現ご住職とお話をしたとき、なぜ大名家には禅宗が多いのかと質問した。
ご住職は、しばらく考えられ「自立でしょう」と・・・
これぞ禅問答・・・
ゆっくりと解説していただいた。
今までの宗教は助けてもらいたい、つまり他力本願・・・
禅は自立、つまり頼れるのは自分自身である。
そのための修行をする。
これが武士の生き様にあったのでしょうと・・・

金剛山2
コメント
 どちらのお寺も宇和島市では、有名なお寺ですよね。
 時々、訪れますが気持ちが落ち着く感じがして、とても大好きなお寺でもあります。
 宇和島に転居したての頃は、大超寺が分からなくてウロウロした記憶がありますが、宇和津校に勤務してからは度々訪れました。
お寺も変化
笑隆で~す。様
子どもの頃のお寺からは様変わりしています。本堂は建て替わり、庫裏も現代住宅になり・・・これも一つの流れでしょうか?山門と本堂のみ・・・写真というにはほど遠いですが、記録として残すという意味では欠かせない場所ですね。
大超寺の下あたりにお寺があったんですよ。いまS先生が住んでいるところあたりです。
お寺さん
鬼城さんのブログを黙って(鬼城さんに)拝見しています.
宇和島にはお寺が多いですね!改めて感じました.
それぞれに、歴史や謂われががあるのですから、もっと上手く使えないモノでしょうかね?(観光でも法話でも、お祭り?でも)
ご住職さんの法話やなんかを定期的におこなってみるとかして、お寺さんも私達の処にはいってきて欲しいと思いますが、、、、.

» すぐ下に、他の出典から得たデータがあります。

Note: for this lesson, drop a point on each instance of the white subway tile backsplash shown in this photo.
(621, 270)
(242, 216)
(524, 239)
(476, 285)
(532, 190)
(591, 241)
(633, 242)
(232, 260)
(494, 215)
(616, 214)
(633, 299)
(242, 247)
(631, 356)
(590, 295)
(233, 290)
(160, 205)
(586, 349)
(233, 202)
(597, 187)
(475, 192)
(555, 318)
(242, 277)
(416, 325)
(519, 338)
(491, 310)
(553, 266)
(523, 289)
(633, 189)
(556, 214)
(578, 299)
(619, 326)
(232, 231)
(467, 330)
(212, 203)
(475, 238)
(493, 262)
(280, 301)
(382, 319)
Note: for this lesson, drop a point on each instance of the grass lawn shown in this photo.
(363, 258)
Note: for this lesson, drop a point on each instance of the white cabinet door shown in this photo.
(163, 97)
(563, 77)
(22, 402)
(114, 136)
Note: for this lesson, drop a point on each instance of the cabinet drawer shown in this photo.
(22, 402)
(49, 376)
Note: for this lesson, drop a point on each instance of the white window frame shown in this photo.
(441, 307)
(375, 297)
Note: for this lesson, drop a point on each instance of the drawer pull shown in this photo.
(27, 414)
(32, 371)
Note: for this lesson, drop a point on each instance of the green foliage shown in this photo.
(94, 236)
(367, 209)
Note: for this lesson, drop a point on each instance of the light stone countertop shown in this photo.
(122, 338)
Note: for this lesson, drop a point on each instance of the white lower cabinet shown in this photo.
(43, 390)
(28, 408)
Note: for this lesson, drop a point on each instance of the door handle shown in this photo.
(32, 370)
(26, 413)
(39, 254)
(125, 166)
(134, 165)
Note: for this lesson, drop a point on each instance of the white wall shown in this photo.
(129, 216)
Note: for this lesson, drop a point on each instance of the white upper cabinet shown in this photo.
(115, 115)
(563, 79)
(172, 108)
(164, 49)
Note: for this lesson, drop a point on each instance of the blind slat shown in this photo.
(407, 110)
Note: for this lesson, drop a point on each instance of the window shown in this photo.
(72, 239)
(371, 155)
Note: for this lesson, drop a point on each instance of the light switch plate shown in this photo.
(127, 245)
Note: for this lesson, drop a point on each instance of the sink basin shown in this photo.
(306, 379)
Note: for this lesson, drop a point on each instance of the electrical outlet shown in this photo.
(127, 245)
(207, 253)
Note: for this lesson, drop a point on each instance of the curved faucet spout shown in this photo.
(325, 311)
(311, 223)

(昔は、感じなかった、思わなかったことを思うと、一寸近くなってきたのかとも、、、くわばらくわばら!)
お寺参り
ecchan 様
書き込み、ありがとうございます。
 昔、同僚の和尚さんに言われました。故郷になぜ帰るのかと・・・
お墓があるからだそうです。しかし、現代においては、無縁仏が増えているとか。無住、無縁・・・
 お寺参りをしていると、なにか落ち着きます。伊達墓所は指定を受けると聞いています。一昨年か、レーザー測量もしたようです。しかし、いつになるやら分かりませんが・・・
次はどこ?
今はありませんが、野川に2寺あったそうですね。その他にも消えたお寺があったかもしれませんね。さて、お寺巡り次はどこだろう?裏町辺りかな?旧八幡村や来村辺りにもありますからがんばってください^^
浄土宗の寺と禅宗の寺
愛宕山を挟んで浄土宗の寺と禅宗の寺なのですね。宇和島には禅宗の寺が多いようですね。
霊亀山という大超寺の山号は村候が参詣した時に庭に亀が現れて松樹の陰に消えたのでこれぞ霊亀といってお殿様が付けられたとか。昔の為政者は足しげく寺へも顔を出されたのですね。
結構ありますね
うわつ 様
頼まれ仕事があり、遠出がなかなかできません。市内をうろうろとしています。大超寺奥は宇和津彦神社の上あたり・・・同級生の早世したM君の家あたりですね。野川は金剛山から上がって橋を渡りしばらく行った右手あたりでしょう。
寺町ですから周辺は省略です・・・
知らなかった
木下博民 様
霊験ある亀だったのでしょうか?村候は信心深かったんですね。金剛山もさることながら、和霊神社も大きく建立していますし・・・ご先祖を大事にする殿様、まさに歴史ですね。
 お寺は、もう、宇和島の風景には欠かせられないくらい馴染んだ風景の中にあり、訪れても、写真を見ても、穏やかな気持ちになります。しかし、作った方々のことを学ぶと、川も、城を守る堀と同等の備えであったり、寺も、様々な方向から攻めてくる敵を迎え撃つ砦としての位置づけもあったことを教えていただき、感心してしまいます。
瑞巌寺
tentijin 様
瑞巌寺の学芸員さんから教えてもらいました。仙台城がいざというとき、瑞巌寺が城代わりになるよう作っているとか。宇和島の寺々も同じ役目を担っていたんでしょう。何しろ町割は藤堂高虎ですから・・・
しかし、寺は住みやすいように新しくなっています。歴史を残すか、生活を大事にするかですね。
「寺」って何か
昨今は寺といえば「墓の面倒を見てくれるところ」くらいの認識だが、これではいけませんね。元来、「テラ」とはパーリ語の「長老」、または朝鮮語の「礼拝所」からきているそうで、奈良時代は学問府、平安時代の京都の寺は貴族の別荘を兼ねていたようで、江戸時代になるとに役所の一部になってしまう。戸籍などは寺で管理し、とくにキリシタンでない証明は寺がだした。中国でも寺とは役所のことだった。
明治後、寺と言えば死んでから世話になるところ程度になってしまって、とくに「家制度」の崩壊は先祖のことなど無関心、集落の存続など役所まかせですから、寺という共有組織体もここらで活用方法を真剣に考えなおさなければなりませんね。
母の里の菩提寺は住職さんが常駐?でなく宇和島から事が有る度出張されます。
 ここに書いてある禅問答の様子に接するとすごいなって感じます。檀家も減って、田舎のお寺も地域との繋がりを求めても難しいのかもしれません。
寺の存在感
木下博民 様
礼拝所や役所の一部から、寺の生活の場となりつつありますね。最近では墓地なども、風変わりなものが出てきているようです。家制度そのものが崩壊する危機的状況で当然の帰結でしょうかねぇ・・・
昔は・・・
吉野の食いしんぼう 様
横溝正史の獄門島(笑い)を見ると「村長」「和尚」「村医者」が地域の重要な役割を担っていたようです。最近では檀家が少なくなり寺は無住、無医村も多くなりましたね。